Geography in TEI/EpiDoc Document Collections
(Tom Elliott, Sean Gillies, Sebastian Rahtz, Hafed Walda, Gabriel Bodard))
Most projects treating historical documents eventually find that they must cope with personal and geographic names. Search, analysis and presentation benefit not only from systematic tagging and regularization of names and descriptions in the documents, but also from the description and contextualization of the persons, groups, places and spaces to which they correspond. For geographical features, the expectations and opportunities in this domain continue to expand rapidly alongside the "neogeographical" revolution now transforming the world-wide web through location-based search, map mashups and virtual globe software. The past decade has also seen the maturation of "Historical GIS" as a research methodology and community of practice positioned at the intersection of geographic information science and the past-oriented humanities.
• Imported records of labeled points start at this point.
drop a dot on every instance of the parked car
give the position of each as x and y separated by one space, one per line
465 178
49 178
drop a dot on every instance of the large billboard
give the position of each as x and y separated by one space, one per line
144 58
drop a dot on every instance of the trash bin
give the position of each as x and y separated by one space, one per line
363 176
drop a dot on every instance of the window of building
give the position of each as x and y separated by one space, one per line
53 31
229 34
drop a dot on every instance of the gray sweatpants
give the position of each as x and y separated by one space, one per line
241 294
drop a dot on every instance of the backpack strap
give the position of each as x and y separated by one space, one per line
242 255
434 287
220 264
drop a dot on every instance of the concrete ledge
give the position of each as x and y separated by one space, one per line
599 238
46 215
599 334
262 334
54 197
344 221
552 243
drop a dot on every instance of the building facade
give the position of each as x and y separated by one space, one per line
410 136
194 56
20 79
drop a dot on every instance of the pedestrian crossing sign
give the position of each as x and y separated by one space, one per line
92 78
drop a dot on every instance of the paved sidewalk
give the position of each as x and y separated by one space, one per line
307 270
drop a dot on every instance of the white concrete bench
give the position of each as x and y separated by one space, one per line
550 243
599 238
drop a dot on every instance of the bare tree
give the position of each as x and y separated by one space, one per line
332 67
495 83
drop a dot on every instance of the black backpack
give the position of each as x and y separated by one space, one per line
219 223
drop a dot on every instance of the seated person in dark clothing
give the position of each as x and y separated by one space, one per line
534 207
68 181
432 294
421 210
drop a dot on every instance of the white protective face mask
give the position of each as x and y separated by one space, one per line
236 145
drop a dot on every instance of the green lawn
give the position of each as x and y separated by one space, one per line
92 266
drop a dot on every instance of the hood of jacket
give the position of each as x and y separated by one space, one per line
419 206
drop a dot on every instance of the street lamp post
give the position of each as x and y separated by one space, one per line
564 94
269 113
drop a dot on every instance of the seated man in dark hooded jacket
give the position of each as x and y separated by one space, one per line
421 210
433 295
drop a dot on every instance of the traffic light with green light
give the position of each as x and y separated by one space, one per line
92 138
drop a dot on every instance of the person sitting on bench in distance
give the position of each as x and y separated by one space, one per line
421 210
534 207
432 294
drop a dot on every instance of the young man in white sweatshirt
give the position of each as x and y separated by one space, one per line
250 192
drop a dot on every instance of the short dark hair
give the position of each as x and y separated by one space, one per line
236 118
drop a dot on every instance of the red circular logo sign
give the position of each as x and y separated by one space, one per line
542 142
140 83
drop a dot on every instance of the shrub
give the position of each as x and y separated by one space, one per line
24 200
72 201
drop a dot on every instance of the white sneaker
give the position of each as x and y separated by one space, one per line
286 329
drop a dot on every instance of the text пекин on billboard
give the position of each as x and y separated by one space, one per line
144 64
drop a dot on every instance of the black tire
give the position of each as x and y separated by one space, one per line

With its most recent P5 revision, the Text Encoding Initiative has kept pace with these developments by expanding upon its markup guidance for names and descriptive phrases to provide also for the encoding of other data about people and places.
Scholarly analysis of the texts typically treated by a TEI/EpiDoc project demands not just the rigorous encoding of the geographic names found in documents and the historical places to which they correspond, but also the recording of finely nuanced observations on the documents' geographic contexts. These include at a minimum: place of creation or original display, place of finding and place of last observation. For any non-trivial collection of ancient documents, the proper encoding of this information inevitably engages both modern and ancient toponymy and runs the gamut from familiar to obscure. Often, the degree to which the requisite geographic assertions and identifications can be made varies from document to document, demanding mechanisms for the representation of sparse data as well as uncertainty and speculation.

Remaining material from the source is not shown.